De rechtbank oordeelt als volgt. De stelplicht en bewijslast ten aanzien van de tekortkoming liggen conform artikel 150 Rv bij [eiser in conventie/verweerder in reconventie] . Mede gelet op het verweer van [gedaagde in conventie/eiser in reconventie] heeft [eiser in conventie/verweerder in reconventie] zijn stellingen onvoldoende onderbouwd. Er kan gelet op het verweer van [gedaagde in conventie/eiser in reconventie] immers niet worden vastgesteld dat de vloerverwarming alleen op alle verdiepingen tegelijk kan worden aangezet, nog los van de vraag of dat een gebrek oplevert. Ook kan op basis van bovenstaande niet worden vastgesteld dat [gedaagde in conventie/eiser in reconventie] een fout heeft gemaakt met betrekking tot het aanleggen van de leidingen. Dit volgt bovendien ook niet uit het rapport van het Keuringshuis, waarin staat: “
Er kan niet worden uitgesloten of het leidingwerk goed en lekkage vrij is aangesloten. Geadviseerd wordt om een erkende loodgieter aan te stellen om de gehele installatie te laten nazien opeventuelegebreken.Indien er gebreken zijndeze tevens te herstellen.” (onderstreping door de rechtbank).
4.18.
De slotsom op dit onderdeel is dat ten aanzien van de vloer, verwarming en leidingwerk een tekortkoming in de nakoming van de overeenkomst niet is komen vast te staan.
Fundering bij voordeur
4.19.
Ook spreekt [eiser in conventie/verweerder in reconventie] [gedaagde in conventie/eiser in reconventie] aan op het onderbreken van de fundering ter plekke van de voordeur. Een stuk fundering is weggehaald om buizen naar binnen te brengen, waardoor het voordeurkozijn en het metselwerk nu gewoon op tuingrond staan, aldus [eiser in conventie/verweerder in reconventie] . Ter zitting is gebleken dat [gedaagde in conventie/eiser in reconventie] de voordeur naar voren heeft verplaatst, op een plek waar alleen grond was en geen fundering. Daarmee is [gedaagde in conventie/eiser in reconventie] in beginsel tekortgeschoten in de nakoming van zijn verbintenis uit de aannemingsovereenkomst.

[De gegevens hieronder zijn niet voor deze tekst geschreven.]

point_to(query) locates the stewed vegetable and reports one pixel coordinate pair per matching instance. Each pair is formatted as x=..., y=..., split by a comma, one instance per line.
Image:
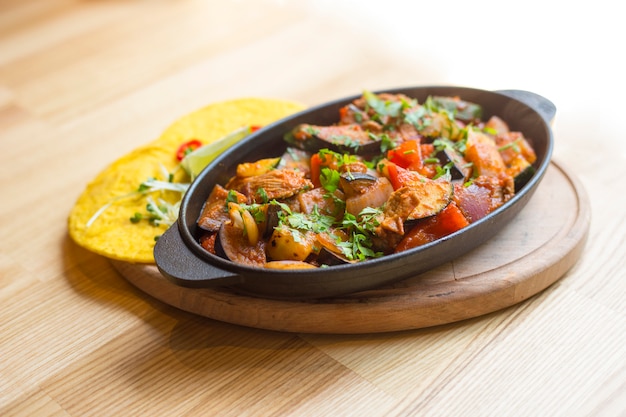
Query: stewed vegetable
x=390, y=175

Termijn voor sleutelklaar opleveren
4.20.
Ten slotte legt [eiser in conventie/verweerder in reconventie] aan de wanprestatie ten grondslag dat [gedaagde in conventie/eiser in reconventie] de woning niet binnen zes weken sleutelklaar heeft opgeleverd. [gedaagde in conventie/eiser in reconventie] betwist het bestaan van deze afspraak. Ter onderbouwing van die afspraak verwijst [eiser in conventie/verweerder in reconventie] naar Whatsappberichten tussen hem en [gedaagde in conventie/eiser in reconventie] . Uit die Whatsappberichten blijkt echter alleen dat er is gesproken over de termijn waarin het werk zou worden voltooid. Dat er een fatale termijn van zes weken is overeengekomen blijkt niet uit het dossier. Er is dan ook geen sprake van wanprestatie van [gedaagde in conventie/eiser in reconventie] bestaande uit overschrijden van een fatale oplevertermijn.
Tussenconclusie
4.21.
In het voorgaande is de rechtbank tot het oordeel gekomen dat de volgende aspecten van de aannemingsovereenkomst niet of gebrekkig zijn uitgevoerd:
a. dakrand: vervangen dakrand en bijbehorend schilderwerk is niet uitgevoerd (zie 4.4);
b. trap: de maten van de trap zijn niet geschikt voor deze woning (zie 4.6-4.9);
c. schoorsteenaansluiting: niet professioneel aangesloten (zie 4.10);
d. sanitair: werkzaamheden deels niet uitgevoerd, geen centraal aardpunt (zie 4.11-4.12);
e. elektra: gebrekkig (zie 4.13);
f. fundering ter plekke van de voordeur: gebrekkig (zie 4.19).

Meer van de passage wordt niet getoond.